L’appello invece assolse, nel luglio 2000, tutti gli imputati per i reati commessi su altri bambini, confermando solo la condanna per gli abusi in ambito familiare. La Cassazione, nel settembre 2000, confermò la sentenza. Intanto altri bambini avevano cominciato a chiamare in causa don Giorgio per i riti nei cimiteri. Uno di questi affermò che venivano uccisi cinque bambini per tre sere alla settimana. Assieme a don Giorgio furono chiamati in causa anche gli altri sacerdoti che lo difendevano.

Nell’estate 1999 iniziava nel frattempo il secondo processo, in cui don Giorgio era, finalmente, imputato. Fu subito costretto a ricusare (assieme ad altri imputati) due dei giudici che pretendevano di svolgere anche questo processo, dopo averlo sostanzialmente già condannato nella sentenza relativa al troncone di indagini precedente nel cui processo erano stati giudici.

La Corte d’Appello non poté che accogliere la richiesta.

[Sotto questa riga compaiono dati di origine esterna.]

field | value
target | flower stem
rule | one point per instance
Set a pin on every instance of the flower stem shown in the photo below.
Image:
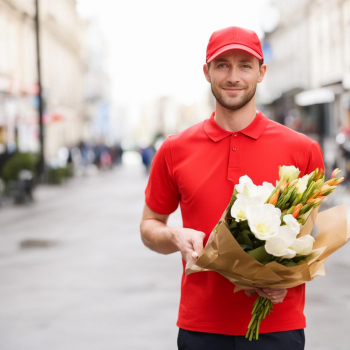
(261, 308)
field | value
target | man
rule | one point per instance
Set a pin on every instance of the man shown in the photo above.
(199, 168)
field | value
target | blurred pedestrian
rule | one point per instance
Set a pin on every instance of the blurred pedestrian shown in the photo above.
(147, 155)
(199, 168)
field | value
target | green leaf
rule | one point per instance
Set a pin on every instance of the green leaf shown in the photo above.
(288, 263)
(243, 225)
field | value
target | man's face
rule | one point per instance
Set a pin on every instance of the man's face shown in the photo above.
(233, 77)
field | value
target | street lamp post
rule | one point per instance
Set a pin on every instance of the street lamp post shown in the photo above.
(41, 165)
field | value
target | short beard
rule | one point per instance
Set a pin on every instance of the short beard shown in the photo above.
(235, 107)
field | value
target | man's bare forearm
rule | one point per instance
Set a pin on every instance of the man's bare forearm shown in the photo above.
(157, 236)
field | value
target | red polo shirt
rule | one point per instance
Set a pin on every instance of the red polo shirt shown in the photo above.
(199, 168)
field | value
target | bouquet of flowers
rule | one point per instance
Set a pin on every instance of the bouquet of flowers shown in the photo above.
(272, 228)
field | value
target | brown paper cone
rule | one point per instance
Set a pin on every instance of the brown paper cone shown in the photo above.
(224, 255)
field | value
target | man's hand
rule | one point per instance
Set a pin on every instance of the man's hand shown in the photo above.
(274, 294)
(189, 242)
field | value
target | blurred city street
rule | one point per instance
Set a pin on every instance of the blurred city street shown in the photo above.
(75, 275)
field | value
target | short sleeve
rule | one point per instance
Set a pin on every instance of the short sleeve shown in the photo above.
(161, 193)
(315, 158)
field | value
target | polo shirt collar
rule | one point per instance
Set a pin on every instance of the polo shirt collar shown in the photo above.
(253, 130)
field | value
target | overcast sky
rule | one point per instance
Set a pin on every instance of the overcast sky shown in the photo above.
(157, 47)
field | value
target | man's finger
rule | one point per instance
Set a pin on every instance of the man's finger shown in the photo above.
(197, 243)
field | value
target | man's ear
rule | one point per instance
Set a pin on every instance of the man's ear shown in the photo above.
(262, 72)
(206, 72)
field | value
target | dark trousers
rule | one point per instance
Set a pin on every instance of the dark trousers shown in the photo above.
(290, 340)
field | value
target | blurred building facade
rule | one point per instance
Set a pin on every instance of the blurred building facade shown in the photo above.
(166, 116)
(66, 67)
(307, 84)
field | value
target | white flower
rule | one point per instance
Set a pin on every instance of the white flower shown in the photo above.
(239, 208)
(302, 183)
(264, 220)
(280, 244)
(303, 245)
(264, 191)
(250, 190)
(288, 173)
(292, 223)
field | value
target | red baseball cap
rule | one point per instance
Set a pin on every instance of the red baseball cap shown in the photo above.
(234, 38)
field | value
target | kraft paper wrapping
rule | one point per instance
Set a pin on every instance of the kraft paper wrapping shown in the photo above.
(224, 255)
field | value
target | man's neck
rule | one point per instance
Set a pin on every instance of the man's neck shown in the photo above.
(235, 120)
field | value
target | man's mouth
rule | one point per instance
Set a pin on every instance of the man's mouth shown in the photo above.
(233, 89)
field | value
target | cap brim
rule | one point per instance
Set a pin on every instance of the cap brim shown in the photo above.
(234, 47)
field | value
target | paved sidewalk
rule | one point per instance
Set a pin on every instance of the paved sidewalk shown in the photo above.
(75, 275)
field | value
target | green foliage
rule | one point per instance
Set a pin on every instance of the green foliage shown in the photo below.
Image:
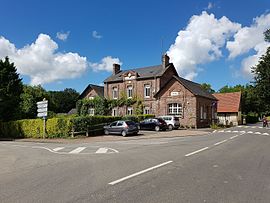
(251, 118)
(208, 88)
(30, 96)
(262, 82)
(267, 35)
(10, 90)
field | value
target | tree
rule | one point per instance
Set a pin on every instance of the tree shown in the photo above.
(30, 96)
(267, 35)
(62, 101)
(10, 90)
(262, 81)
(208, 88)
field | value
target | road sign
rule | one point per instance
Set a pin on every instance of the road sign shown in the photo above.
(41, 110)
(42, 114)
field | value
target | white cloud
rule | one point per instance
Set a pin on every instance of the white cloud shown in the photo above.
(62, 36)
(41, 62)
(96, 35)
(200, 42)
(210, 5)
(250, 38)
(106, 64)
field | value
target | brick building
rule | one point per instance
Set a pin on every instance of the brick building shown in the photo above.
(163, 92)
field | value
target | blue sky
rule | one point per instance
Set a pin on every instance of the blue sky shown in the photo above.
(69, 44)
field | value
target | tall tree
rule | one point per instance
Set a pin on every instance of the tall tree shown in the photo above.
(208, 88)
(262, 81)
(10, 90)
(63, 101)
(30, 96)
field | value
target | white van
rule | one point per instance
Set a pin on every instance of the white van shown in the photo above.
(172, 121)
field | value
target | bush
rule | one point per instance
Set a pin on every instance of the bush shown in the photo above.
(252, 118)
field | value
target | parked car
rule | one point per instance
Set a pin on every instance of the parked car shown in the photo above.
(156, 124)
(123, 128)
(172, 121)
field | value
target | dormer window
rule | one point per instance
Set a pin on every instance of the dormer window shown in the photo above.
(115, 93)
(129, 91)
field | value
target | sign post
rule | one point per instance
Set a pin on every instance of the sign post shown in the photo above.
(42, 110)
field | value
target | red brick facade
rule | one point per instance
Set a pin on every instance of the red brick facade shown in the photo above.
(168, 94)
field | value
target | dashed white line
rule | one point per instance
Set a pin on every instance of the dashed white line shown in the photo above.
(234, 137)
(195, 152)
(77, 150)
(58, 149)
(139, 173)
(218, 143)
(101, 151)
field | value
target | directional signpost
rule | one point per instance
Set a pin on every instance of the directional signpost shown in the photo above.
(42, 110)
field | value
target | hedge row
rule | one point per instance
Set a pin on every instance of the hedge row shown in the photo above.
(60, 127)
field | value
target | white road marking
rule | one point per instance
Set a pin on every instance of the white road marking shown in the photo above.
(200, 150)
(233, 137)
(101, 151)
(58, 148)
(77, 150)
(139, 173)
(218, 143)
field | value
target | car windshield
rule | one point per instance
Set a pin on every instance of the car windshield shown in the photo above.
(130, 123)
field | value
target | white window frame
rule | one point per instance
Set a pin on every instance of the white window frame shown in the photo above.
(147, 90)
(115, 111)
(115, 93)
(129, 91)
(91, 111)
(129, 110)
(175, 109)
(146, 110)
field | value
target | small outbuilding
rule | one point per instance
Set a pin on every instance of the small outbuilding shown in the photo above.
(229, 108)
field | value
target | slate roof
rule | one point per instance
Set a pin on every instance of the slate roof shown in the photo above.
(98, 89)
(228, 102)
(193, 87)
(145, 72)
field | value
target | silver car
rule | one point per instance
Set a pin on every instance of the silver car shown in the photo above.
(172, 121)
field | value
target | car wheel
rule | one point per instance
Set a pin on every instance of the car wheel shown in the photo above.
(124, 133)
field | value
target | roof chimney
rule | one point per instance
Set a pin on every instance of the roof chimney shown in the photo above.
(116, 68)
(165, 60)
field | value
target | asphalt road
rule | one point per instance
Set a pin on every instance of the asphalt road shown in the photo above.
(231, 165)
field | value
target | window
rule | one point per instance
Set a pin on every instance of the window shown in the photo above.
(201, 112)
(175, 109)
(91, 111)
(146, 110)
(129, 110)
(114, 112)
(129, 91)
(147, 91)
(115, 93)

Durante il processo, solo a fatica la difesa riuscì a far effettuare una nuova perizia sulle fotografie raccolte dai consulenti del PM, Bruni e Maggioni (che diventeranno celebri per un’altra storia simile), a proposito degli abusi sui bambini. I periti non poterono che ammettere che non era stata descritta la reale situazione anatomica dei bambini visitati. Nonostante questo, il PM chiese la condanna di tutti gli imputati e per don Giorgio la pena di quattordici anni di carcere. Il giorno seguente don Giorgio, era appunto il 19 maggio 2000, dopo aver ancora una volta proclamata la sua innocenza, morì d’infarto nello studio del suo avvocato. Prima che il suo avvocato potesse pronunziare l’arringa in suo favore per dimostrarne l’innocenza.

La sentenza parlava di “non luogo a procedere per morte del reo”, mentre quasi tutti i coimputati vennero condannati per tutti i reati ascritti.

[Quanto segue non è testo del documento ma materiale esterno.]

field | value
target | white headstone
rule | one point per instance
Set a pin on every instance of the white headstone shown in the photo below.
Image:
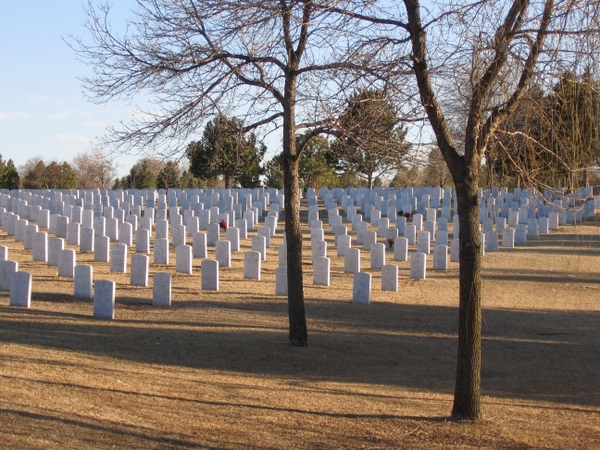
(321, 271)
(126, 234)
(142, 240)
(20, 289)
(259, 244)
(352, 261)
(343, 244)
(73, 233)
(99, 226)
(418, 262)
(377, 256)
(161, 289)
(40, 247)
(282, 253)
(401, 249)
(361, 292)
(101, 249)
(7, 269)
(66, 263)
(389, 278)
(179, 233)
(252, 265)
(139, 270)
(281, 281)
(410, 233)
(440, 257)
(424, 242)
(508, 237)
(454, 250)
(370, 238)
(104, 299)
(162, 229)
(118, 258)
(161, 251)
(213, 235)
(83, 281)
(199, 245)
(491, 241)
(86, 240)
(233, 235)
(112, 229)
(55, 247)
(210, 275)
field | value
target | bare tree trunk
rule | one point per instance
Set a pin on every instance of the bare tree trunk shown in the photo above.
(297, 317)
(291, 160)
(467, 404)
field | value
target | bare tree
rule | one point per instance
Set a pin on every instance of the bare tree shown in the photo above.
(277, 65)
(472, 63)
(94, 169)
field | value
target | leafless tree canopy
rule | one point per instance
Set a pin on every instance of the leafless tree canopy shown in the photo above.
(202, 59)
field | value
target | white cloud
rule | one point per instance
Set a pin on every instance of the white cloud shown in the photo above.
(95, 124)
(67, 137)
(11, 115)
(144, 116)
(37, 98)
(61, 115)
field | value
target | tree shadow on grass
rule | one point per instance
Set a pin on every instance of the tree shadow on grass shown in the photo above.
(536, 355)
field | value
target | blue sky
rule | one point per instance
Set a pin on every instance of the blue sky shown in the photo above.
(42, 107)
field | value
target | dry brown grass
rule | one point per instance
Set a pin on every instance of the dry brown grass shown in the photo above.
(215, 370)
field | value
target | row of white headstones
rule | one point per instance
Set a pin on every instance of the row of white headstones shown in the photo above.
(105, 228)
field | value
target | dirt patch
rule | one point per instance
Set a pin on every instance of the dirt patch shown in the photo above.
(215, 369)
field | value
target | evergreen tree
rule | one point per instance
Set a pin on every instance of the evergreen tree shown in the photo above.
(225, 150)
(169, 177)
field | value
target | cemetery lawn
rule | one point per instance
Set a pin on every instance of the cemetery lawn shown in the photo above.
(215, 369)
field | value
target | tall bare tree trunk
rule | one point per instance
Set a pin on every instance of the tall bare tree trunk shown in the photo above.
(297, 317)
(291, 159)
(467, 402)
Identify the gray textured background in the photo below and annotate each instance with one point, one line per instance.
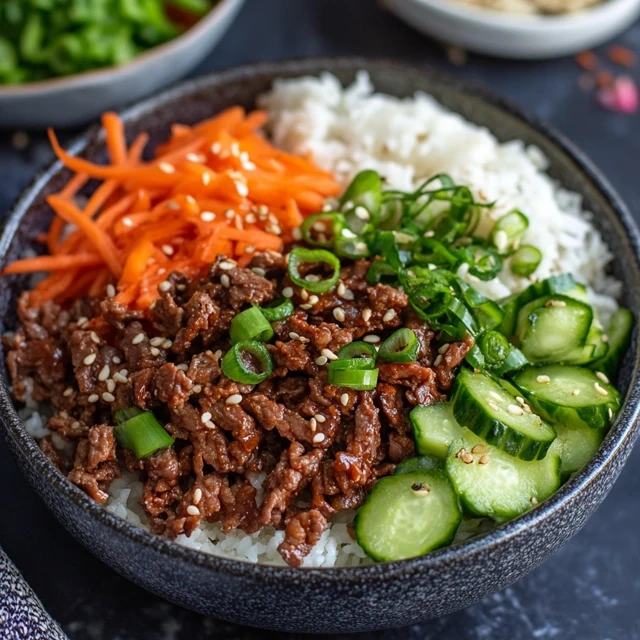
(588, 590)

A Mantova intanto proseguivano le indagini per fatti i denunciati da D. che aveva coinvolto anche un conte ed il Vescovo di Crema.

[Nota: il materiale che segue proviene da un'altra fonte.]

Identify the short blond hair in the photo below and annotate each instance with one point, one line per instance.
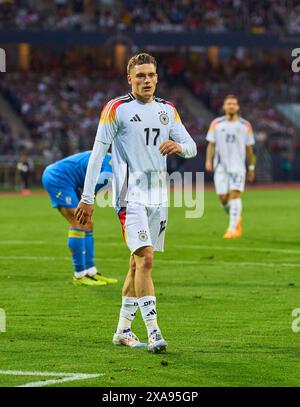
(140, 59)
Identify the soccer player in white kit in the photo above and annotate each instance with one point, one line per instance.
(230, 145)
(142, 130)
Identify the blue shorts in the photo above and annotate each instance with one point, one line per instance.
(62, 196)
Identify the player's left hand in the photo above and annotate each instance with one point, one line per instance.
(84, 213)
(170, 147)
(251, 176)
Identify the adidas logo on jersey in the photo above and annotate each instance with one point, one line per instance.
(136, 118)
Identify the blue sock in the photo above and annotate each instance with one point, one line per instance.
(89, 249)
(77, 249)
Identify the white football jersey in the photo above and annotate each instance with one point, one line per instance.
(231, 139)
(136, 130)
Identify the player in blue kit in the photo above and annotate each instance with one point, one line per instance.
(64, 180)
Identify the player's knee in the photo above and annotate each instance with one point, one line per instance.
(144, 258)
(148, 261)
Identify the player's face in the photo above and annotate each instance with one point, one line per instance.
(231, 107)
(143, 81)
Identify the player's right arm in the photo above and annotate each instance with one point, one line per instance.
(107, 129)
(210, 150)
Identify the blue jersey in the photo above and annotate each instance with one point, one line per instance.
(64, 179)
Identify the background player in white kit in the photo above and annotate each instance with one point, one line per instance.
(230, 144)
(142, 129)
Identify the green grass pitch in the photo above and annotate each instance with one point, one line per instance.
(224, 306)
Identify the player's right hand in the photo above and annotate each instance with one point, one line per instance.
(208, 166)
(84, 213)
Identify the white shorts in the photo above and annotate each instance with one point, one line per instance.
(228, 181)
(144, 226)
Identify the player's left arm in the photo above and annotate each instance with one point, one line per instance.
(180, 143)
(250, 157)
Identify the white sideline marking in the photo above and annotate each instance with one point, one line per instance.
(182, 246)
(195, 262)
(63, 377)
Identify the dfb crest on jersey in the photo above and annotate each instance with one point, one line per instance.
(143, 235)
(164, 118)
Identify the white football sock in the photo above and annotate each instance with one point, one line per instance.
(226, 207)
(127, 313)
(235, 212)
(147, 306)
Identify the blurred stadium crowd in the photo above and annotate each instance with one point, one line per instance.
(256, 16)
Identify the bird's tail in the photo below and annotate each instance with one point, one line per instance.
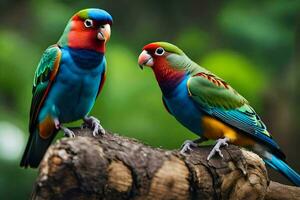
(35, 149)
(284, 168)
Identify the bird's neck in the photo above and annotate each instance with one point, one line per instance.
(168, 78)
(86, 59)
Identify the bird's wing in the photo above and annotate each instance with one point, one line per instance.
(166, 106)
(209, 90)
(218, 99)
(103, 78)
(44, 76)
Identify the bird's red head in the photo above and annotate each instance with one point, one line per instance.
(165, 60)
(88, 29)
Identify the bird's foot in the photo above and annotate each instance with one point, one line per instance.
(67, 131)
(94, 124)
(216, 149)
(187, 146)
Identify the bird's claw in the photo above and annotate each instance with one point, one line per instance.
(187, 146)
(67, 132)
(95, 125)
(216, 149)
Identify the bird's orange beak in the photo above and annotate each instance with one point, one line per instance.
(104, 33)
(145, 59)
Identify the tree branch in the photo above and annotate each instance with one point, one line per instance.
(115, 167)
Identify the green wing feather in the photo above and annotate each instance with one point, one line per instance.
(43, 79)
(209, 90)
(219, 99)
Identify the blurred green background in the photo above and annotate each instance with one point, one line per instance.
(254, 46)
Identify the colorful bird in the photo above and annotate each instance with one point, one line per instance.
(67, 81)
(210, 107)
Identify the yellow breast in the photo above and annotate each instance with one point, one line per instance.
(215, 129)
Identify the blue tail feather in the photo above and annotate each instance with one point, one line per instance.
(284, 168)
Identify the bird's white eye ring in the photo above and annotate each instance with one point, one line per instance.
(88, 23)
(159, 51)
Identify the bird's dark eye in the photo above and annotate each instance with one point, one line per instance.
(88, 23)
(159, 51)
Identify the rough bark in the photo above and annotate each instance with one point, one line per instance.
(115, 167)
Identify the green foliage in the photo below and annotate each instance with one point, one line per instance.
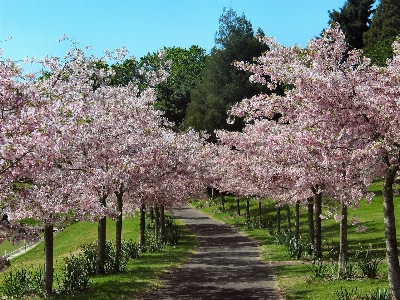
(75, 276)
(379, 294)
(368, 264)
(354, 20)
(89, 256)
(222, 85)
(344, 294)
(22, 282)
(385, 27)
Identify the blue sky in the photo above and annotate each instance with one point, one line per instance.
(148, 25)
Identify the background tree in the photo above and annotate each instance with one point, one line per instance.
(385, 27)
(184, 67)
(222, 84)
(354, 19)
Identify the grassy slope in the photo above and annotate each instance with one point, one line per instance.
(142, 274)
(295, 280)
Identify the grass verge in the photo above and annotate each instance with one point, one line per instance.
(142, 274)
(295, 279)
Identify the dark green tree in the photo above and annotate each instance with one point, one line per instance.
(354, 19)
(222, 84)
(385, 27)
(185, 67)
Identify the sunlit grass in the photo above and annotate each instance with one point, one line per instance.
(141, 276)
(294, 278)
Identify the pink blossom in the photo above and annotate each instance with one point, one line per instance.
(361, 229)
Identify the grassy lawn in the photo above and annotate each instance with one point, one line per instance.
(294, 277)
(142, 274)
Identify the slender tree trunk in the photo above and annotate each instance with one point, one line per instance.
(162, 223)
(343, 251)
(48, 254)
(142, 240)
(288, 218)
(392, 254)
(101, 240)
(310, 212)
(238, 205)
(247, 210)
(318, 225)
(297, 221)
(118, 228)
(278, 219)
(151, 213)
(156, 223)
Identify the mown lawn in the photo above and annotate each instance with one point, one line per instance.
(142, 274)
(295, 278)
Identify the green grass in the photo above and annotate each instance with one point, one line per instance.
(294, 278)
(142, 275)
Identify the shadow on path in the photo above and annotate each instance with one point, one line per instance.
(226, 265)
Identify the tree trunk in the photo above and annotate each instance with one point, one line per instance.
(142, 239)
(156, 223)
(223, 202)
(318, 225)
(48, 255)
(278, 219)
(118, 228)
(297, 221)
(238, 205)
(162, 223)
(247, 210)
(288, 218)
(101, 240)
(392, 254)
(310, 212)
(343, 250)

 La locale procura però chiese l’immediata archiviazione.

 A quel punto anche l’avvocato dei genitori di D. chiese la revisione del primo processo.

A fine giugno 2001 a Bologna si svolse il processo di appello per il secondo troncone di indagini scaturite dalle rivelazioni di D., al termine del quale più di metà degli imputati furono assolti “perché il fatto non sussiste” o per “non aver commesso il fatto”. Tra essi i genitori ed il fratello di D. Agli altri condannati vennero notevolmente ridotte le pene.

 I racconti dei bambini sui cimiteri furono ritenuti, a quanto si lesse nel dispositivo della sentenza, inesistenti, mentre pochi giorni dopo, il 24 luglio del 2001, i genitori di D. furono scarcerati dalla Corte d’Appello di Ancona in attesa del processo di revisione.

Per don Govoni i propri parrocchiani iniziarono invece a chiedere da allora la beatificazione.